Senate Finance Committee to mark up tax extenders legislation
By Derrick Cain
© Copyright Agri-Pulse Communications, Inc.
WASHINGTON, April 2, 2014 - The Senate Finance Committee will mark up legislation Thursday to renew various expired tax provisions, known as “tax extenders,” and to provide assistance for biodiesel, cellulosic biofuel and other renewable fuels.
Chairman Ron Wyden, D-Ore., and ranking member Orrin Hatch, R-Utah, released the Expiring Provisions Improvement Reform and Efficiency Act on Tuesday. A summary of the bill can be viewed here. The package includes provisions that aim to benefit individuals, families, and small businesses, incentivize innovative research and development, and promote alternative and renewable energy initiatives, among other issues.

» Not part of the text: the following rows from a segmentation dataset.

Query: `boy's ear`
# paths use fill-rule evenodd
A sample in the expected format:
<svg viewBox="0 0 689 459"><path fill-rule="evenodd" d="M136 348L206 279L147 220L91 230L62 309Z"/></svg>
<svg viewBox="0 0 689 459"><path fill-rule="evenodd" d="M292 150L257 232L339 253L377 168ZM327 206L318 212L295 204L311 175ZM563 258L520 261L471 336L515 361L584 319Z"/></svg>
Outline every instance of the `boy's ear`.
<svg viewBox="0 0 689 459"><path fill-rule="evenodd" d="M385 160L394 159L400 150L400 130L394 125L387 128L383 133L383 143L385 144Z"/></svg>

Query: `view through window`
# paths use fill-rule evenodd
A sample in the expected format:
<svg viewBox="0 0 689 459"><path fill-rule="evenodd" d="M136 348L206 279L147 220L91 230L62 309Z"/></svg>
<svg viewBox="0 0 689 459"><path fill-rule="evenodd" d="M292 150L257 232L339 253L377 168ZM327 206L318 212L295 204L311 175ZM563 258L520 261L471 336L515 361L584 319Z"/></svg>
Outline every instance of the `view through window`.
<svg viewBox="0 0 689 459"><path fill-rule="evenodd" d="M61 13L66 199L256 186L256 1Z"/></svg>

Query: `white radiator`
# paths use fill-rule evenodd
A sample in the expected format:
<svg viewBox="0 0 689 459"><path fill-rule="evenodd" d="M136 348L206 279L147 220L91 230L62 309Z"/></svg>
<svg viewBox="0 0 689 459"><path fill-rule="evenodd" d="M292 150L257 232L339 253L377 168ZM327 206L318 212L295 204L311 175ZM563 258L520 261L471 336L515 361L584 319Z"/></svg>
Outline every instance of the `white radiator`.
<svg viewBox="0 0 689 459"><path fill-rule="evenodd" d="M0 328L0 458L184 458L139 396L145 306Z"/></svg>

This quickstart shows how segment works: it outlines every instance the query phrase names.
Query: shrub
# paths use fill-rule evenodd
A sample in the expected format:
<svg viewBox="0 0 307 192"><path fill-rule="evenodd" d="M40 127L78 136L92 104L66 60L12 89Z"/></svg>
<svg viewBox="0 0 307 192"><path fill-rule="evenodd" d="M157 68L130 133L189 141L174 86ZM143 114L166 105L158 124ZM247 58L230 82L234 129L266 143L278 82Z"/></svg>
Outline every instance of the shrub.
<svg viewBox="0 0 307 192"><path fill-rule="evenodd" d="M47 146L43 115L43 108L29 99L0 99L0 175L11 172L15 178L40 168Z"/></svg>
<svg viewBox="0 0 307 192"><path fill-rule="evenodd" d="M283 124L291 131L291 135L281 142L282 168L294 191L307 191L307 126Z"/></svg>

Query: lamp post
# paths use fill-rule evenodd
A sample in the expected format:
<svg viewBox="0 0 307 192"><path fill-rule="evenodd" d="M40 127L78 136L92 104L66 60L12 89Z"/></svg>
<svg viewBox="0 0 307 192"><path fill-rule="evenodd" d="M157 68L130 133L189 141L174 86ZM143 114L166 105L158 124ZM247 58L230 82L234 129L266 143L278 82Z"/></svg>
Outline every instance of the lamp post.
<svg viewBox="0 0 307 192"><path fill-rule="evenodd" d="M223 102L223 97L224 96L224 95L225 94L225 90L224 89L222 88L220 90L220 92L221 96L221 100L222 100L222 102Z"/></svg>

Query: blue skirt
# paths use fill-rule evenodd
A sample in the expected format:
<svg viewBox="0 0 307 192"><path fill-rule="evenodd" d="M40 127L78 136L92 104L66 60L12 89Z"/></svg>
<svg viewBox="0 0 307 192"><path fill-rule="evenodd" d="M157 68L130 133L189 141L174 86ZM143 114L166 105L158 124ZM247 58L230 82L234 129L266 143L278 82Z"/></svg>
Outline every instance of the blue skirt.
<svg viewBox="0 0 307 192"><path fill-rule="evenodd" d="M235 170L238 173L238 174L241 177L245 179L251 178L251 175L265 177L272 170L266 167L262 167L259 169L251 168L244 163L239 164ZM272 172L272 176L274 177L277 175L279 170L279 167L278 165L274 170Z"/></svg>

“For far too long Washington has acted to extend long-standing tax policy, rarely shining a spotlight on the individual provisions or their impact on the families and businesses that benefit from them,” Hatch said. “Such dysfunction must come to an end.”
The legislation includes:
• An extension for two years of the 30 percent investment tax credit for alternative vehicle refueling property, which includes fuel pumps for ethanol, biodiesel, liquefied hydrogen, and compressed or liquefied natural gas. The extension is estimated to cost $8 million over 10 years.
• An extension of a production tax credit for two years for cellulosic biofuel production facilities, allowing claims of a $1.01 per gallon production tax credit. The cost is estimated at $55 million over 10 years.

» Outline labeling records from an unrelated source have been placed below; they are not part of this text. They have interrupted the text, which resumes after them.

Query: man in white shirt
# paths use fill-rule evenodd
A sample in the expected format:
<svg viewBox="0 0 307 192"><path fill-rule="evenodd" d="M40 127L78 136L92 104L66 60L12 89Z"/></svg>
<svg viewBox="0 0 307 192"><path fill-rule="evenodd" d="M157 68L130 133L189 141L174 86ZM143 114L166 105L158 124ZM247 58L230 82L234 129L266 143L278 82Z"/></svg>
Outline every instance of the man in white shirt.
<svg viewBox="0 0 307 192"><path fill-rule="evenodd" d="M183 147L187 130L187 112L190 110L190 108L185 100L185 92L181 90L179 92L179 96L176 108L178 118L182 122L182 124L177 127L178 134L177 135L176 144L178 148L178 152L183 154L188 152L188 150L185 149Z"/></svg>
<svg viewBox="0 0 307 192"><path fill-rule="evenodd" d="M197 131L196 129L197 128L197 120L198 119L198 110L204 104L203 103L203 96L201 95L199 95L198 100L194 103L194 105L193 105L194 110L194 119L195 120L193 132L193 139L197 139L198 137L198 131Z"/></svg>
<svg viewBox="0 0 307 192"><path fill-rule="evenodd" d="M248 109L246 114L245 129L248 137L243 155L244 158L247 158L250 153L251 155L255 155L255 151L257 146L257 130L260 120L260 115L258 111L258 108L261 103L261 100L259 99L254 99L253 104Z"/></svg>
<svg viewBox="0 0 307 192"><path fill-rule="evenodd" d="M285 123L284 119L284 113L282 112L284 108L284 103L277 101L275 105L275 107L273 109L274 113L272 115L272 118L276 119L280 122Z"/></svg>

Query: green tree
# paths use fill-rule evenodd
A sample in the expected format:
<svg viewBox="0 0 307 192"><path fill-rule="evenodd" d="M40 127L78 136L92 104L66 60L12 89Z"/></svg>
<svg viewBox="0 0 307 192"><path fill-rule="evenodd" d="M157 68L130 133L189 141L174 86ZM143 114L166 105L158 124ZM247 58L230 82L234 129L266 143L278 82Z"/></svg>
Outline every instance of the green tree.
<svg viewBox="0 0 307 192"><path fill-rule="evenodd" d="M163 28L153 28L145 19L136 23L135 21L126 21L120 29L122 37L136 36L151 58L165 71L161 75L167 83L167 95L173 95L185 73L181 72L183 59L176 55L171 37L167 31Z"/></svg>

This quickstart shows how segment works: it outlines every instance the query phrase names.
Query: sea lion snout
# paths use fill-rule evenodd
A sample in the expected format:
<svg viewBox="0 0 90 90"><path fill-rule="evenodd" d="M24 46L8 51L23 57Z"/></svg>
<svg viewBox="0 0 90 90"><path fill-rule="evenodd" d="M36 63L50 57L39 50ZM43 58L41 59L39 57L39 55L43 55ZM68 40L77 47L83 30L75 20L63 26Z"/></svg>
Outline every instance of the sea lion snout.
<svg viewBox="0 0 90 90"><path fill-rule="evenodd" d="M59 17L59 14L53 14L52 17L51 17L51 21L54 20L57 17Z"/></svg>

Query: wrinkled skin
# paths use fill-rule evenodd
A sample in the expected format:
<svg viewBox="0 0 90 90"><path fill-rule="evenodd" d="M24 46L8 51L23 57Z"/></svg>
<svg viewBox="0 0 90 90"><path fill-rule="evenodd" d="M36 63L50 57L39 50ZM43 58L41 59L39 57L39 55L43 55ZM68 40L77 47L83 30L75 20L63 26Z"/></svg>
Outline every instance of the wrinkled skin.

• An extension of a $1 per gallon tax credit for biodiesel for two years, as well as the small agro-biodiesel producer credit of 10 cents per gallon. The bill would also extend the $1 per gallon tax credit for diesel fuel created from biomass. The pricetag: $2.6 billion over 10 years.
• An extension of the bonus depreciation for two years for facilities producing cellulosic biofuel to expense 50 percent of their eligible capital costs in the first year for facilities placed in service by the end of 2013. The bill would extend this bonus depreciation for two additional years for facilities placed in service before the end of 2015. The cost is estimated to be $1 million over 10 years.
• An extension, for two years, of the 50 cents per gallon alternative fuel tax credit and alternative fuel mixture tax credit. This extension is estimated to cost $90 million over 10 years.
Sen. Chuck Grassley, R-Iowa, and Sen. Mark Udall, D-Colo., expressed disappointment that wind tax provisions were left out of the proposal.
“There's a significant amount of bipartisan, bicameral support for the wind tax provisions,” Grassley said. “Wind energy supports thousands of jobs and generates billions of dollars in investment across the country using a natural, non-polluting resource.”
Franz Matzner, associate director of government affairs at the Natural Resources Defense Council, described the bill as the “opening shot for Senate consideration of restoring important tax incentives.”
“America doesn't have to settle for dirty air and yesterday's energy,” Matzner said. “It is vital that renewable energy and energy efficiency get the support they need to continue growing our economy and cutting pollution. These tax credits save consumers money, reduce U.S. dependence on dirty fuels, fight climate change and create jobs.”